A Hmong minority woman breastfeeds her child in Lao PDR
© UNICEF/LAO02522/Holmes
A Hmong minority woman breastfeeds her child in Lao PDR

The Issues

Infants and young children need proper nutrition to thrive and develop.  But disturbingly high numbers of young children in our region suffer malnutrition, despite our region’s much vaunted economic growth.

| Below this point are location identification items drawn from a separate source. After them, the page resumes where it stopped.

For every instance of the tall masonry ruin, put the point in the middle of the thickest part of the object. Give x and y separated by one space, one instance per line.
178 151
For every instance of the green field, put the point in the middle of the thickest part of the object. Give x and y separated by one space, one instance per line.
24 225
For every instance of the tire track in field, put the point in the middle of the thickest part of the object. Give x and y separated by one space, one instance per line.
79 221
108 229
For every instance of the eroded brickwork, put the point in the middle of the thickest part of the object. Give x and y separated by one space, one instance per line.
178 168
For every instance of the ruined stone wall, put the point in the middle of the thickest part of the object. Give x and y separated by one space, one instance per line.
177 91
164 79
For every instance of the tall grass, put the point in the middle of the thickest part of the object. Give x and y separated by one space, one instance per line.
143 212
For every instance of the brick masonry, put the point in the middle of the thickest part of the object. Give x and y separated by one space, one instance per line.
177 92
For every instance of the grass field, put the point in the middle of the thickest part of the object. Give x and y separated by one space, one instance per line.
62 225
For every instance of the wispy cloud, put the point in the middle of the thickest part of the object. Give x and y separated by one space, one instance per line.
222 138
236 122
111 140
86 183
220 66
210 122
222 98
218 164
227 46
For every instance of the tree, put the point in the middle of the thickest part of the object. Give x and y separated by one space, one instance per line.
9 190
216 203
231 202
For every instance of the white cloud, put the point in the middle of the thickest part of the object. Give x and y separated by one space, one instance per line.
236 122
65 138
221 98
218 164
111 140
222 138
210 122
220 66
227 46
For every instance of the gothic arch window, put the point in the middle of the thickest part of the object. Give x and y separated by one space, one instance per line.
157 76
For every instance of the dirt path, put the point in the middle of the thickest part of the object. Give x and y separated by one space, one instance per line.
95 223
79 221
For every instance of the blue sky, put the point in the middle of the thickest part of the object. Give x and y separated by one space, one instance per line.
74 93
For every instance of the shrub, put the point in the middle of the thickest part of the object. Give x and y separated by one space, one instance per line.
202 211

  • Malnutrition begins in the womb.  Malnourished mothers are more likely to give birth to low-birth weight babies, who are effectively born malnourished.  Around 40 per cent of women in South-East Asia are underweight.
  • Low rates of exclusive breastfeeding.  Mothers should breastfeed their babies exclusively for the first six months of life.  But rates of exclusive breastfeeding are low in our region.  Many mothers are encouraged to give their babies infant formula, which is inferior to breast milk and often over-diluted or mixed with contaminated water.
  • Poor feeding practices.  Many children in our region are given solid foods too early in life.  Children are also not being fed at frequent enough intervals.
  • Monotonous diets.  Malnutrition in our region usually stems from a lack of variety rather than a lack of food.  This effectively starves children of essential nutrients.
  • Low status of women and children.  Meat, fish and other protein-rich foods are still highly prized in many parts of our region and often reserved for adult males.

Campaigning for breastfeeding in China
Campaigning for breastfeeding in China

UNICEF in Action

UNICEF seeks to build the foundations of good nutrition in our region with the following actions:

  • Improving access to education and health services for women and girls;
  • Promoting exclusive breastfeeding for infants, from birth to six months, better complementary feeding and better hygiene combined with deworming through community-based programmes;
  • Developing and distributing low-cost complementary foods, fortified foods and nutritional supplements;
  • Advocating for responsible marketing of infant formulas and appropriate maternity leave so women can breastfeed; and
  • Strengthening links between programmes in health, nutrition, water, sanitation and hygiene for children younger than 5.